Purchasingb2b: July August 2011
I have a close friend who, although very smart, isn’t particularly careful with his money. Years ago he got into trouble with credit card debt. Perhaps you know of someone who has done this: he had about four credit cards and began using one credit card to pay the balance on another. Then, he would pay that credit card off using yet another one. He would rotate his payments in this fashion between the four cards, switching from one card to the next as they became due.
My friend had the sense to consolidate his payments and is now debt free. I wonder if the US government will eventually show the same sense with that country’s debt.
On August 1, with only a few hours left before the US national debt would hit its limit, that country passed emergency legislation letting the government borrow more, effectively raising the $14.3-trillion debt ceiling.
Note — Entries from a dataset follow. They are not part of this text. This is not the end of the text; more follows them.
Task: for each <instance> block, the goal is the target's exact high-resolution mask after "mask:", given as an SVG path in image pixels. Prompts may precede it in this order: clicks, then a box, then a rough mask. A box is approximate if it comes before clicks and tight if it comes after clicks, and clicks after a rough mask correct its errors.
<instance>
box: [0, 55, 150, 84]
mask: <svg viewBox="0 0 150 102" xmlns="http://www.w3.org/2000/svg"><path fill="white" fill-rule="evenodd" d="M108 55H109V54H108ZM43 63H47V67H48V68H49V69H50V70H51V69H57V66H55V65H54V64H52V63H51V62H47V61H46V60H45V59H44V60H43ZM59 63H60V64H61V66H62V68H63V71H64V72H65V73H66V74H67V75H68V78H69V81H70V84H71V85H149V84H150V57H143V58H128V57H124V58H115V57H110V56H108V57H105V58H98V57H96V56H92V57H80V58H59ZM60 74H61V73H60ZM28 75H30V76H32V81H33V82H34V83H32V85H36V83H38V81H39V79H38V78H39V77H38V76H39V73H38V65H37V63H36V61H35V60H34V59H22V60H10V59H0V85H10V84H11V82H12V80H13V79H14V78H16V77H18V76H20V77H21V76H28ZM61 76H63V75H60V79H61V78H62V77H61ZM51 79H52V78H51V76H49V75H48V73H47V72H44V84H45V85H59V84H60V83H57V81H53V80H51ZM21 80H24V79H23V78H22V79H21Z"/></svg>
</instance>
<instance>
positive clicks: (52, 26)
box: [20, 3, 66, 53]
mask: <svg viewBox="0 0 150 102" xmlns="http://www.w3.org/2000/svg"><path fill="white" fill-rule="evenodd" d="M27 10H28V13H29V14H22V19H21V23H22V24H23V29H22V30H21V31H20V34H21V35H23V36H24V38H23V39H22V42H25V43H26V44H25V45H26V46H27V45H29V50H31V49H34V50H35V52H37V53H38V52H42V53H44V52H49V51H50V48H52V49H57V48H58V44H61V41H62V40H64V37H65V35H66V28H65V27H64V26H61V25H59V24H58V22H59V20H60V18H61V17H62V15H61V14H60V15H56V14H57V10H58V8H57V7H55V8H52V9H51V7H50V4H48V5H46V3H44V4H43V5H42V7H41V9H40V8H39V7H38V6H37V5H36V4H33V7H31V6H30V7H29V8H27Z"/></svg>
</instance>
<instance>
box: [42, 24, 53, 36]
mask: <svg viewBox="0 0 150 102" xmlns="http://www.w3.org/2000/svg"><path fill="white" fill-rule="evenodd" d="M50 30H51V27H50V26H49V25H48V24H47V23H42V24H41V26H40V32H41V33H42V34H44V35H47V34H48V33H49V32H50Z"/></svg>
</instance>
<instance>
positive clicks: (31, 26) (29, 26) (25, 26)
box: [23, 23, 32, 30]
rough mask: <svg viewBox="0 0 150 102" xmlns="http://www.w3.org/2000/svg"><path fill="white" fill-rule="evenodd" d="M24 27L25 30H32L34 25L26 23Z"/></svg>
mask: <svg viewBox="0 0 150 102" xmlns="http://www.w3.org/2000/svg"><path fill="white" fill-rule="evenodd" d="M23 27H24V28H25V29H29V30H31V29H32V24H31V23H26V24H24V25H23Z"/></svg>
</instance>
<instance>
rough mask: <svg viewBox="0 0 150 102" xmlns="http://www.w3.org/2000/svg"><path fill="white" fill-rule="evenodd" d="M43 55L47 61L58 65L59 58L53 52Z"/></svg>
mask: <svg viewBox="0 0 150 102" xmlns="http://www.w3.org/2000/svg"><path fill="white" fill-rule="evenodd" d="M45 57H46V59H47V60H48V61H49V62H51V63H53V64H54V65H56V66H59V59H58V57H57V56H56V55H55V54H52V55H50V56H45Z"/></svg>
Along with this increased borrowing cap, the legislation promises budget cuts of more than $2 trillion over the next decade.
Crisis averted, right? Well, rather than solving the US debt drama, the move paves the way for further spending in the future. None of these cuts is binding. As well, they’re set to take place over the next decade. I suspect the US will continue to ignore its spending, borrow money, and keep taxes insanely low. As Michael Hlinka argues in his Business Front column on page 6, that debt ceiling will simply continue to rise.
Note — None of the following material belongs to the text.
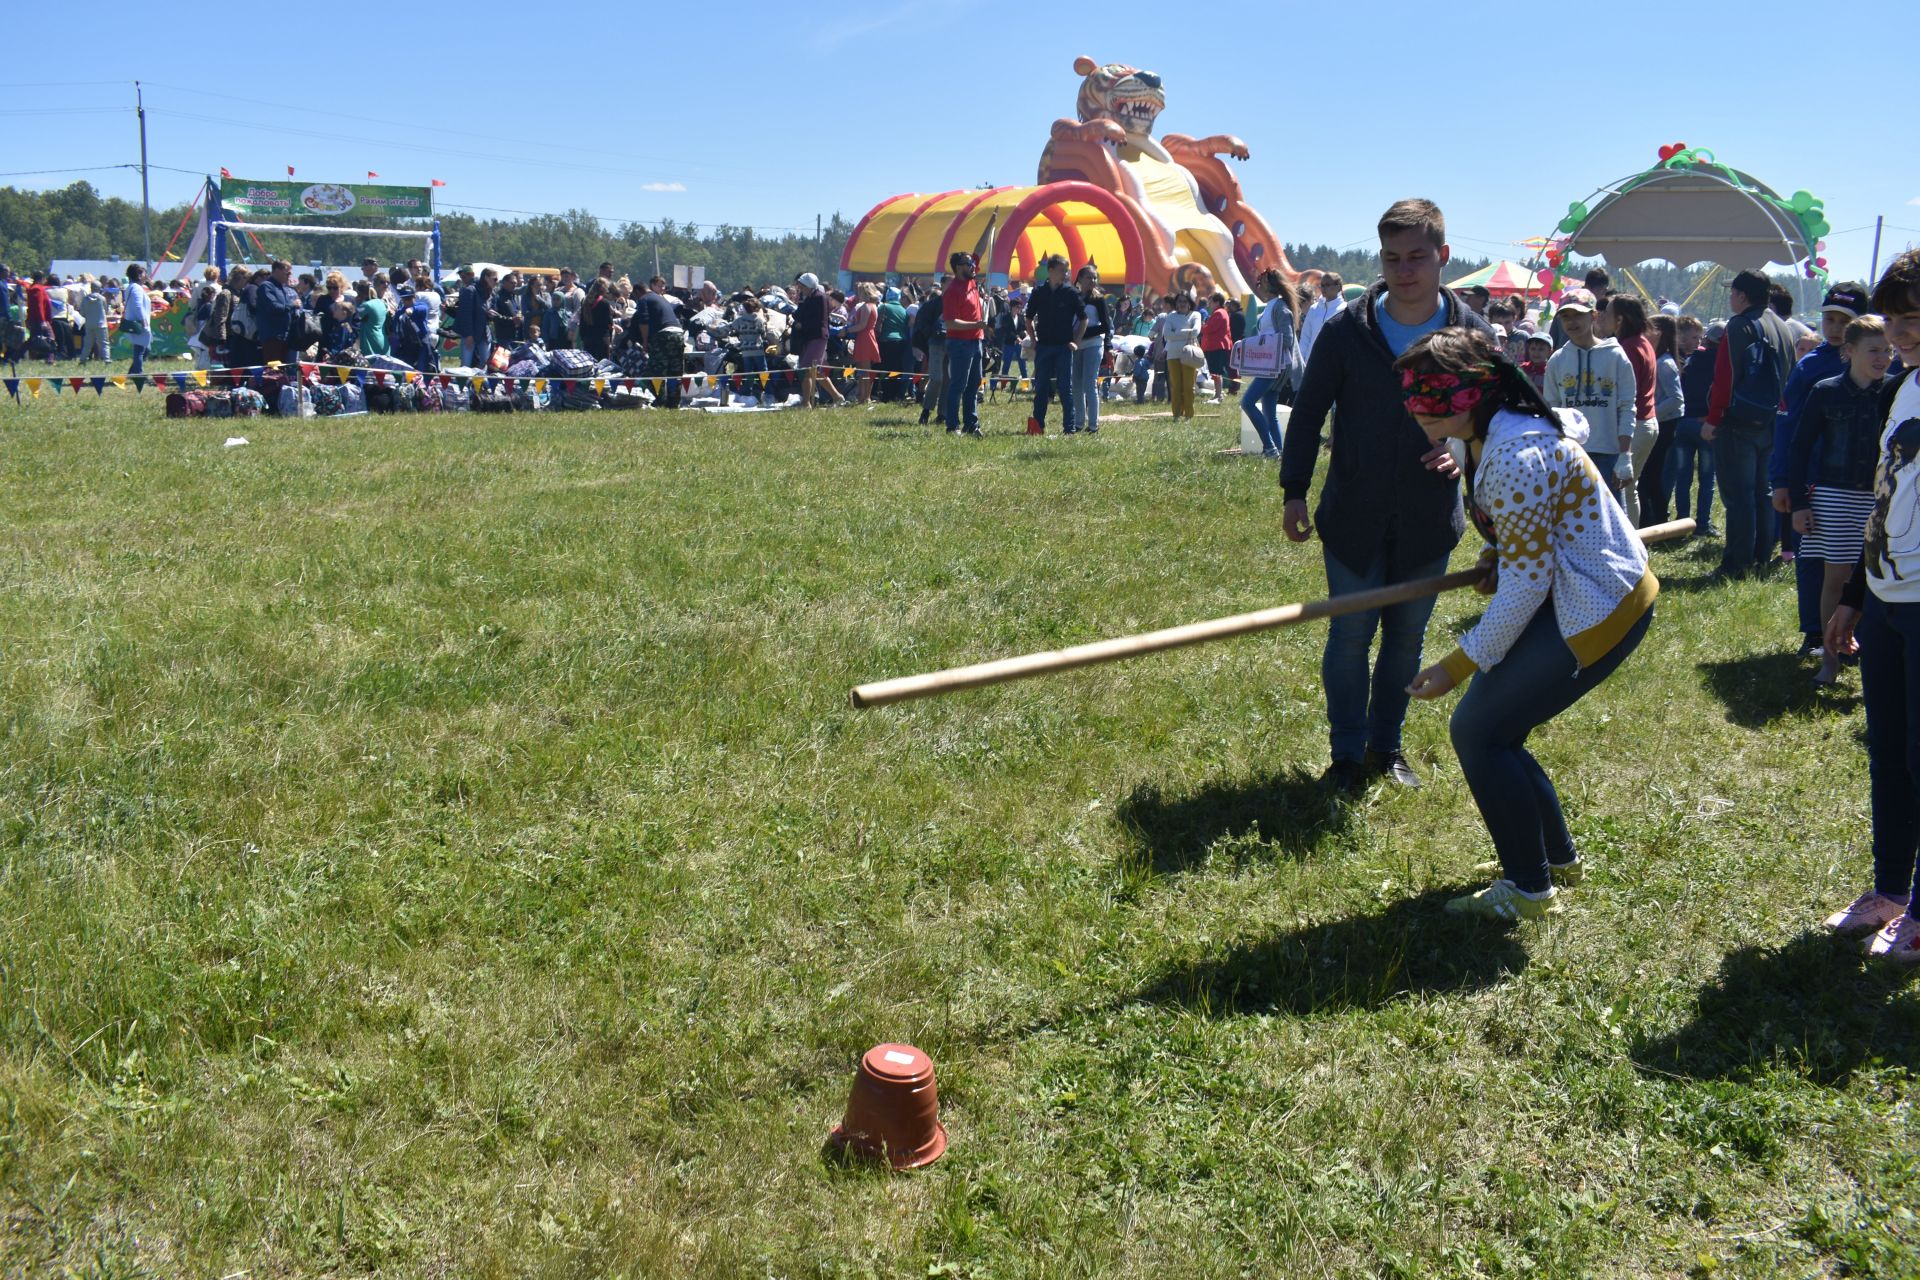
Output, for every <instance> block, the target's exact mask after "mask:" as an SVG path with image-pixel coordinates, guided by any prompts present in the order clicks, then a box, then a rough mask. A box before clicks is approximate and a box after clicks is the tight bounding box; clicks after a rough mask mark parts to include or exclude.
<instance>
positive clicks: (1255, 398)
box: [1240, 378, 1281, 457]
mask: <svg viewBox="0 0 1920 1280" xmlns="http://www.w3.org/2000/svg"><path fill="white" fill-rule="evenodd" d="M1277 386H1279V378H1250V380H1248V384H1246V391H1242V393H1240V409H1244V411H1246V416H1250V418H1252V420H1254V430H1256V432H1260V447H1261V449H1263V451H1265V453H1269V455H1273V457H1279V455H1281V424H1279V418H1277V416H1275V407H1277V397H1275V388H1277Z"/></svg>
On top of that, the crisis caused the US-based financial services company, Standard & Poor’s, to downgrade its credit rating of the US from a AAA to only AA. The markets have fallen 10 percent from a high in May. As well, Europe’s debt trouble is very real and could, as some have suggested, become on par with the financial crisis of 2008.
Economic uncertainty is rarely helpful. Inflation looms in the US since the country is now printing money like mad due to the crisis. But falling confidence in the US dollar means ours has been soaring above parity. A higher dollar is clearly good for consumers, since it means lower prices on imported goods. Procurement managers and their organizations are also affected by a high dollar, since it means more bang for the buck from offshore purchases.
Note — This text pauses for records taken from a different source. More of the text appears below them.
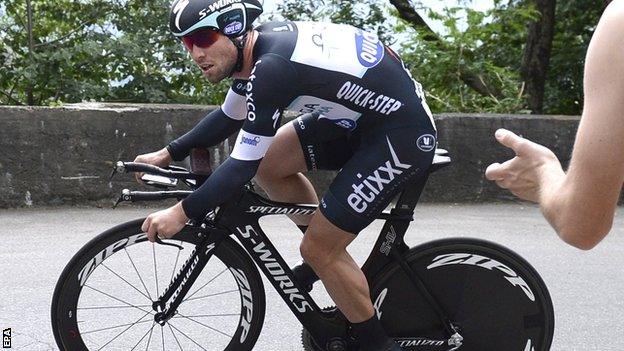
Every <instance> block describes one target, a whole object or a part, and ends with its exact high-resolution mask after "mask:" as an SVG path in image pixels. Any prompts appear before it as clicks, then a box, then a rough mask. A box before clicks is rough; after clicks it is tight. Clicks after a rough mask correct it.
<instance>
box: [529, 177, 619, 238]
mask: <svg viewBox="0 0 624 351" xmlns="http://www.w3.org/2000/svg"><path fill="white" fill-rule="evenodd" d="M544 185H545V186H550V187H549V188H547V189H548V190H547V191H545V193H544V194H543V196H542V200H541V201H540V205H541V210H542V213H543V214H544V217H545V218H546V219H547V220H548V222H549V223H550V224H551V225H552V227H553V228H554V229H555V231H556V232H557V235H559V237H560V238H561V239H562V240H563V241H565V242H566V243H567V244H569V245H572V246H574V247H577V248H579V249H582V250H589V249H591V248H593V247H594V246H596V245H597V244H598V243H599V242H600V241H601V240H602V239H603V238H604V237H605V235H607V233H609V231H610V229H611V226H612V224H613V209H611V210H605V209H604V208H603V206H597V205H598V204H596V202H599V201H602V200H600V199H596V196H595V195H592V194H588V193H587V192H586V191H585V190H584V189H579V186H582V184H581V183H580V182H578V181H576V180H574V179H573V175H572V176H571V175H570V174H569V173H568V174H567V175H564V176H563V177H558V178H554V179H553V180H552V181H550V182H547V183H545V184H544ZM616 202H617V201H616Z"/></svg>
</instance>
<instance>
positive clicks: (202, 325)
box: [178, 313, 234, 339]
mask: <svg viewBox="0 0 624 351" xmlns="http://www.w3.org/2000/svg"><path fill="white" fill-rule="evenodd" d="M178 314H179V315H180V316H182V317H183V318H186V319H188V320H190V321H192V322H195V323H197V324H199V325H201V326H203V327H205V328H208V329H210V330H213V331H215V332H217V333H219V334H222V335H225V336H227V337H228V338H230V339H232V338H233V337H234V336H233V335H229V334H226V333H224V332H222V331H220V330H218V329H215V328H213V327H211V326H209V325H206V324H204V323H201V322H199V321H196V320H194V319H192V318H189V317H187V316H185V315H183V314H182V313H178Z"/></svg>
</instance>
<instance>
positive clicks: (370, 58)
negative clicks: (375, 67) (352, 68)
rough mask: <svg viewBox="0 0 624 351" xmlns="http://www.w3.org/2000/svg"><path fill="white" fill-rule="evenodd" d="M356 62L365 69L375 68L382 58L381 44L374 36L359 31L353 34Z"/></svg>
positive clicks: (377, 39)
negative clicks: (354, 38)
mask: <svg viewBox="0 0 624 351" xmlns="http://www.w3.org/2000/svg"><path fill="white" fill-rule="evenodd" d="M355 47H356V49H357V55H358V60H359V61H360V64H361V65H362V66H364V67H366V68H373V67H375V66H377V64H378V63H379V62H381V60H382V59H383V56H384V47H383V44H382V43H381V42H380V41H379V38H378V37H377V35H376V34H373V33H369V32H365V31H362V30H359V31H357V32H356V33H355Z"/></svg>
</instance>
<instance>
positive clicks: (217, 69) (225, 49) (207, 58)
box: [182, 29, 237, 83]
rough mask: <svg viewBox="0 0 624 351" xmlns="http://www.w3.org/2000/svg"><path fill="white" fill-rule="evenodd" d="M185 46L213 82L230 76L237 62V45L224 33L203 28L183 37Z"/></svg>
mask: <svg viewBox="0 0 624 351" xmlns="http://www.w3.org/2000/svg"><path fill="white" fill-rule="evenodd" d="M182 42H183V43H184V47H186V49H187V50H188V52H189V53H190V54H191V57H192V58H193V61H195V63H196V64H197V66H199V68H200V69H201V70H202V72H203V73H204V76H206V78H207V79H208V81H210V82H211V83H218V82H220V81H221V80H223V79H225V78H227V77H228V75H229V73H230V72H231V71H232V69H233V68H234V65H235V64H236V55H237V51H236V47H235V46H234V44H232V42H231V41H230V40H229V39H228V38H227V37H226V36H225V35H222V34H219V33H218V32H216V31H214V30H211V29H202V30H199V31H196V32H194V33H193V34H191V35H189V36H186V37H184V38H182Z"/></svg>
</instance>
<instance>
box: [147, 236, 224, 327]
mask: <svg viewBox="0 0 624 351" xmlns="http://www.w3.org/2000/svg"><path fill="white" fill-rule="evenodd" d="M205 229H206V228H205V226H204V225H202V229H201V231H200V232H198V234H197V235H199V236H200V237H202V240H201V242H200V243H199V244H198V245H197V246H196V247H195V249H194V250H193V252H192V253H191V256H190V257H189V258H188V259H187V260H186V262H184V264H183V265H182V268H181V269H180V270H179V271H178V273H177V274H176V276H175V278H173V280H172V281H171V283H170V284H169V286H168V287H167V289H165V291H164V292H163V294H162V295H161V296H160V297H159V298H158V299H157V300H156V301H154V303H153V304H152V308H153V309H154V311H156V314H155V315H154V320H155V321H156V323H158V324H160V325H161V326H163V325H165V324H166V323H167V321H168V320H169V319H171V317H173V316H174V315H175V314H176V311H177V309H178V306H180V303H181V302H182V300H184V297H185V296H186V294H187V293H188V291H189V290H190V289H191V287H192V286H193V283H195V280H197V277H198V276H199V274H200V273H201V272H202V270H203V269H204V267H205V266H206V264H207V263H208V261H209V260H210V258H211V257H212V255H213V254H214V252H215V249H216V248H217V246H218V245H219V244H220V243H221V241H222V240H223V238H225V237H226V236H227V235H221V234H223V233H221V231H219V230H218V229H216V228H211V230H210V231H206V230H205ZM208 233H211V234H212V233H215V234H216V235H211V236H209V235H208ZM209 239H212V240H209ZM162 244H164V245H171V246H177V245H174V244H165V243H162Z"/></svg>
How should Canada handle US and European debt woes? I’d like us to continue focusing on strengthening ties with the Asia Pacific and Latin America. Prime Minister Stephen Harper is on track by visiting Brazil and pursuing more open economic relations between us and Latin America’s largest economy.
In Asia, China is an avid consumer of commodities, which we produce in plenty. Even Japan will rebound from its triple disaster earlier this year. So while our shared border will always align us closely, not every economic egg needs to be in the US basket.